Enter the Garmin 210. This watch drops the weight considerably, moving down from 60 grams with the 405 to 52 grams. While the number seems minor, three hours into a run, the watch still feels absent and has not become a mental and physical burden.
While I could pile in the box and out of the box pictures up here, what you really need to know is that the watch comes standard with a heart rate monitor, charging cable (USB style), and an outlet adapter. Since I do not train by heart rate anymore, I sold my monitor on eBay for around $30 and thus cut my overall cost down.

From first use, the Garmin 210 removes a lot of the features that tended to clog down the 405. First off, you can find the satellites, both in the USA and abroad, and you can find them quickly. In the past I have spent as many as five minutes waiting. At this juncture I think I have waited no more than a single minute in a new location, thirty seconds or less in an old one. Gone are multiple screens of data. Instead, you have three main data points: overall time, distance traveled, and lap speed (instant speed). The click of a single button can you give you lap specific data including lap distance, time, and speed. All in all, I do not need much more in the way of information.

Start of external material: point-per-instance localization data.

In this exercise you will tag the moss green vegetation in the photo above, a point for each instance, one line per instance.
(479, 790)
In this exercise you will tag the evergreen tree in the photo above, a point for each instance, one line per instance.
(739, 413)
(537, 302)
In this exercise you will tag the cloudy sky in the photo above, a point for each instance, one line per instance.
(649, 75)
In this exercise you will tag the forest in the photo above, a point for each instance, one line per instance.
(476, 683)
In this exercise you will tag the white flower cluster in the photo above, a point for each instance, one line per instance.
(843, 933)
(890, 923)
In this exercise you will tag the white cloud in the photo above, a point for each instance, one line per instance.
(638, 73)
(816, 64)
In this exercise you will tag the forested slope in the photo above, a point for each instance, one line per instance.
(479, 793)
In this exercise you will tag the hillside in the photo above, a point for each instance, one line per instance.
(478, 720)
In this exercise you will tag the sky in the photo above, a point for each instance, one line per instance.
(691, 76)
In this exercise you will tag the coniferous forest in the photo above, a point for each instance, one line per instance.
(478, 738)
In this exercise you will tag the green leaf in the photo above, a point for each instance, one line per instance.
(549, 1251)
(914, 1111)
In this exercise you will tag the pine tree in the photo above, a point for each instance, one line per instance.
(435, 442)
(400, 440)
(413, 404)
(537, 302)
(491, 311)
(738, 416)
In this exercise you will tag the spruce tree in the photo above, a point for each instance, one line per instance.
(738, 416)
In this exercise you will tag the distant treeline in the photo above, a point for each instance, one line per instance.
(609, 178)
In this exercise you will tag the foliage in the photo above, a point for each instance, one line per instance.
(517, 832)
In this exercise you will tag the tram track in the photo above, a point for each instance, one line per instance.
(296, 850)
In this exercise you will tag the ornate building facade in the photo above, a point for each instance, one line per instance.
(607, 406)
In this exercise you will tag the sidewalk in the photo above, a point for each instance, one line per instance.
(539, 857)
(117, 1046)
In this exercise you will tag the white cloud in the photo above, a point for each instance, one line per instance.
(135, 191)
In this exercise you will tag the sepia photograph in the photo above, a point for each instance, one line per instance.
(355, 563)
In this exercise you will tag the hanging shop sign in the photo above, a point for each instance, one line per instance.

Virtual training partners can be bothersome—if I want to hit a goal I need to be the one that gets me there and thus do not need a beep to tell me where I am.

The signal strength is generally strong and consistent. Every now and then, the watch loses touch, especially in the deep woods, something I can discern from observing my instapace, watching a 7:45 mile jump to 9:00 without a pace change. Yet, these disturbances are usually relatively short lived as the watch reconnects (GPS watches ping every 3-4 seconds, phone GPS ever 7-10). When running in the city, the watch hold up fairly well around the buildings, and the pacing seemed accurate (tested in Boston and New York City).

While the watch is technically only 1m water resistant, water is not the enemy here. With the 405, raindrops or my sweat could change my screen or send the watch into a frenzy. I wouldn’t submerge the watch, but I wouldn’t submerge my smartphone either unless I wanted to buy a new one. Running in both downpours of rain and perspiration, the watch holds up, I can access my data, and plow through the workout.

The battery is reliable, needing to be charged about 1-2 times a week depending on my mileage. While I miss the overall percentage of battery life data the 405 gave, the four bars system only takes a little bit of time to decode. If I drop to a single bar and have more than an hour’s  worth of running to do, charge the watch.

After running a couple marathons, multiple 5k’s, and four months of steady wear, I would recommend this model as a dependable GPS watch solution.